7. Future Directions and Open Challenges

Quality-aligned training and filtering: Continued advances in combining LLM-based data cleaning, expert weighting, and retrieval augmentation are likely to further raise output utility (Liu et al., 4 Feb 2025, Lin et al., 2024).
Downstream and preference-based rewards: Semantic and edit-based rewards, as well as preference learning based on actual author or developer response, are crucial to driving actionable feedback (Sghaier et al., 4 Jun 2025, Wu et al., 10 Mar 2026).
Multidimensional and realistic evaluation: Composite, criteria-driven metrics (e.g., DeepCRCEval) and large-scale practical deployments remain essential for meaningful benchmarking (Lu et al., 2024, Olewicki et al., 2024).
Agent decomposition and category-awareness: Agent-based specialization, as well as explicit conditioning on issue types or review perspectives, systematically elevates granularity and relevance (Li et al., 1 Nov 2025, Wu et al., 10 Mar 2026).
Domain transferability: Most work remains focused on open-source code and select peer-review venues; generalization to closed-source, multi-language, or new publication fields requires further exploration (Lin et al., 2024, Lin et al., 2022).

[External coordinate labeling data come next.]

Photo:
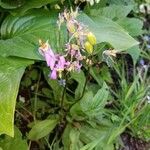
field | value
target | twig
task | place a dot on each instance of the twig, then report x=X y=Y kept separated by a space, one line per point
x=35 y=99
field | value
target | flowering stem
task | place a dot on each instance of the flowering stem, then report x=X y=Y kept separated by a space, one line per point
x=35 y=99
x=63 y=94
x=88 y=72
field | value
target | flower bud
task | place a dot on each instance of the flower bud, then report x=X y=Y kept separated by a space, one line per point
x=88 y=47
x=71 y=27
x=91 y=38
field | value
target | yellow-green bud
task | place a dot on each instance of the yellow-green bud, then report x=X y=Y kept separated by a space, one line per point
x=89 y=47
x=71 y=27
x=91 y=38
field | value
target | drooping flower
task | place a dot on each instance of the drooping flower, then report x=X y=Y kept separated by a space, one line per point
x=48 y=54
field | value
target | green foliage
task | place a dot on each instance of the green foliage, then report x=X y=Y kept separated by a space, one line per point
x=16 y=143
x=92 y=108
x=106 y=30
x=11 y=71
x=42 y=128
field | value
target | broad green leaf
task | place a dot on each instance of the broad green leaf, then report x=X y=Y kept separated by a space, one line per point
x=16 y=143
x=29 y=4
x=80 y=78
x=74 y=139
x=112 y=11
x=135 y=53
x=132 y=25
x=21 y=34
x=42 y=128
x=106 y=30
x=11 y=71
x=94 y=106
x=122 y=2
x=9 y=4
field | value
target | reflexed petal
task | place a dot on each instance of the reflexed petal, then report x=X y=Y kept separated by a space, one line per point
x=53 y=74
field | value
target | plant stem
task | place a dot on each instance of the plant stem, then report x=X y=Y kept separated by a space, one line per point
x=88 y=72
x=63 y=94
x=36 y=95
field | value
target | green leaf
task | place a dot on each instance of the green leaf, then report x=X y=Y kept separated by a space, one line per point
x=93 y=106
x=16 y=143
x=112 y=11
x=106 y=30
x=122 y=2
x=22 y=34
x=135 y=53
x=11 y=71
x=74 y=139
x=42 y=128
x=29 y=4
x=9 y=4
x=132 y=25
x=80 y=78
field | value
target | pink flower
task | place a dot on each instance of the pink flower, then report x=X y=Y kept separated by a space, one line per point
x=53 y=74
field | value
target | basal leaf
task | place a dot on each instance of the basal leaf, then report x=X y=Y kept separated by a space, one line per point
x=42 y=128
x=106 y=30
x=11 y=71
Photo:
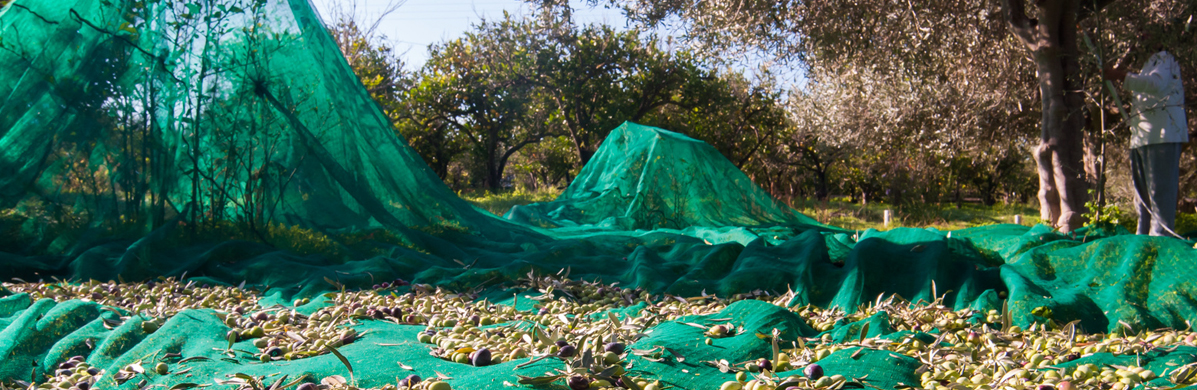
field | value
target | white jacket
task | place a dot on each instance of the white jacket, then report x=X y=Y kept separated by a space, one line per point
x=1159 y=105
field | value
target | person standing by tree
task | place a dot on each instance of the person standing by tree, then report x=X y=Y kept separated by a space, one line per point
x=1158 y=130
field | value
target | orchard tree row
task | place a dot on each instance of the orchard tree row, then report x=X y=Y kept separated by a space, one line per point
x=911 y=102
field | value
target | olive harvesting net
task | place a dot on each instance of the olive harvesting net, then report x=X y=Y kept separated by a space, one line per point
x=156 y=153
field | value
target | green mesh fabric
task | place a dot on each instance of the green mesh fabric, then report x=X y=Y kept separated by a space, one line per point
x=144 y=127
x=645 y=177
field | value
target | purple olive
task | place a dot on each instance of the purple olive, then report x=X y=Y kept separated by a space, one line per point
x=578 y=383
x=813 y=371
x=409 y=382
x=481 y=358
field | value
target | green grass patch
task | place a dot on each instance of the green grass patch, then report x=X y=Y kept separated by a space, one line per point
x=498 y=203
x=942 y=217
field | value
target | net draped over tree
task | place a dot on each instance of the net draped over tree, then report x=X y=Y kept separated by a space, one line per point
x=228 y=140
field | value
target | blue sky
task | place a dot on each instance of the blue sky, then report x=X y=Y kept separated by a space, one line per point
x=419 y=23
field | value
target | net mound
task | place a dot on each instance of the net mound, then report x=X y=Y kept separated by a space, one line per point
x=229 y=141
x=645 y=177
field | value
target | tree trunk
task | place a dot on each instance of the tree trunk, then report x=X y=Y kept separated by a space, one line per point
x=1052 y=41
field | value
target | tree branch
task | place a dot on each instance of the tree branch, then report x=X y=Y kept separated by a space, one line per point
x=1020 y=24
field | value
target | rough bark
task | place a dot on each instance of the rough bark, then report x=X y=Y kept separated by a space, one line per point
x=1051 y=38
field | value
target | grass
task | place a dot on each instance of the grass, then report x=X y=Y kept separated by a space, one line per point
x=498 y=203
x=942 y=217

Integration in SE/peer review ecosystems: Seamless adoption in IDEs, CI/CD, and publisher platforms, along with real-time latency and adaptation to reviewer/author style, present ongoing system-level challenges (Hong et al., 13 Jun 2025, Olewicki et al., 2024).
Data scarcity and privacy: Efficient use of limited or proprietary review datasets while preserving privacy remains a practical concern.

Research consistently shows that advances in both data curation and training paradigms—not merely architectural scaling—are the principal drivers of progress in Review Comment Generation, with actionable, context-aware, and user-aligned feedback as the central target.